Best Practices for Collecting and Managing Serverless Logs With Datadog | Datadog

Best practices for collecting and managing serverless logs with Datadog

Author Kai Xin Tai

Published: 8月 23, 2021

Logs are an essential part of an effective monitoring strategy, as they provide granular information about activity that occurs anywhere in your system. In serverless environments, however, you have no access to the infrastructure that supports your applications, so you must rely entirely on logs from individual AWS services when troubleshooting performance issues. But serverless applications can generate a massive amount of logs, which introduces storage concerns and makes it difficult to see the forest through the trees.

In this guide, we’ll discuss some best practices for collecting and managing your logs that will help you maximize their value. More specifically, we’ll cover:

Understanding the types of logs that AWS serverless technologies generate

Before we go any further, let’s first examine the types of logs that are emitted by some of the most popular AWS serverless technologies—and how they can help you investigate issues with your applications.

AWS Lambda logs

AWS Lambda functions are the linchpins of serverless applications, as they are responsible for running pieces of code that implement business logic in response to triggers. Lambda generates three types of logs that provide insight into how it operates and processes events: function logs, extension logs, and platform logs.

Function logs and extension logs are both useful for debugging your code. Function logs include any log written by a function to stdout or stderr, such as print statements that verify whether your code produces the correct output. Similarly, extension logs are emitted by your Lambda extension’s code, and they can help you identify extension-related issues, such as a failure to subscribe to log streams.

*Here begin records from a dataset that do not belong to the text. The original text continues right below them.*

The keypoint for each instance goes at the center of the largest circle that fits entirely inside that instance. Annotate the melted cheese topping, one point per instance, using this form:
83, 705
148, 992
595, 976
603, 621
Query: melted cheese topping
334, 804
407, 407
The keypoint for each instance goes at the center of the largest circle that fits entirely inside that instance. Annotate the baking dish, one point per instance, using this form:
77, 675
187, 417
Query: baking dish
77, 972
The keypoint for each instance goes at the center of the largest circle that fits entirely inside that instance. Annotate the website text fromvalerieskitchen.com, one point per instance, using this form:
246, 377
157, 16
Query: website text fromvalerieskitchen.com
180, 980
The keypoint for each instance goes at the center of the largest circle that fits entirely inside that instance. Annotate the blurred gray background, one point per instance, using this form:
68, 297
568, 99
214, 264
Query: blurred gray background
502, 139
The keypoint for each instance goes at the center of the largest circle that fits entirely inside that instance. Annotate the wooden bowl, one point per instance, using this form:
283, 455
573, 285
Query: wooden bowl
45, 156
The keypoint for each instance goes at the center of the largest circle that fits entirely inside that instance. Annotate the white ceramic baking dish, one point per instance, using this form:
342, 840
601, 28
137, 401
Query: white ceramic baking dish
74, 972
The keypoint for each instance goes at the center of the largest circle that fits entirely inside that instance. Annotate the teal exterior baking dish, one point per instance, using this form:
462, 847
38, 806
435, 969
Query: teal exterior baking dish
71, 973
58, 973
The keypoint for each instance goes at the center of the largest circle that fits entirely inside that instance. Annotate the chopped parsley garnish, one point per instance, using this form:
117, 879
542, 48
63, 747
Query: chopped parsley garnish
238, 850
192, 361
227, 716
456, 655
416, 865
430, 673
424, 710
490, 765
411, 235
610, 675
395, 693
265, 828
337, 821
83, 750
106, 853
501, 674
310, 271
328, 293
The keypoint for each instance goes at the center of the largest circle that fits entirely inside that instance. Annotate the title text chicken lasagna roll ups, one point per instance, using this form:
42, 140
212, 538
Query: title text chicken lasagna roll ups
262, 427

In contrast, platform logs are generated by the Lambda runtime and record invocation- and extension-related events. For example, a function produces a START, END, and REPORT platform log every time it is invoked. REPORT platform logs are the most useful of the three, as they contain invocation metrics that can alert you to issues like high latency and cold starts.

 
{
	'time': '2021-08-22T10:52:07.294Z', 
	'type': 'platform.report', 
	'record': { 'requestId': '79e64213-lp42-47ef-b130-6fd29f30148e', 
		'metrics': { 'durationMs': 4.01, 
			'billedDurationMs': 5, 
			'memorySizeMB': 512, 
			'maxMemoryUsedMB': 87, 
			'initDurationMs': 2.41
		}, 
	}
}]

By default, Lambda logs are sent asynchronously to Amazon’s built-in log management service, CloudWatch Logs. Each time you create a new function, CloudWatch Logs generates a new log group (/aws/lambda/your-function-name) and log stream. If you create more instances of your function to support more concurrent executions, new log streams will be created under the same log group.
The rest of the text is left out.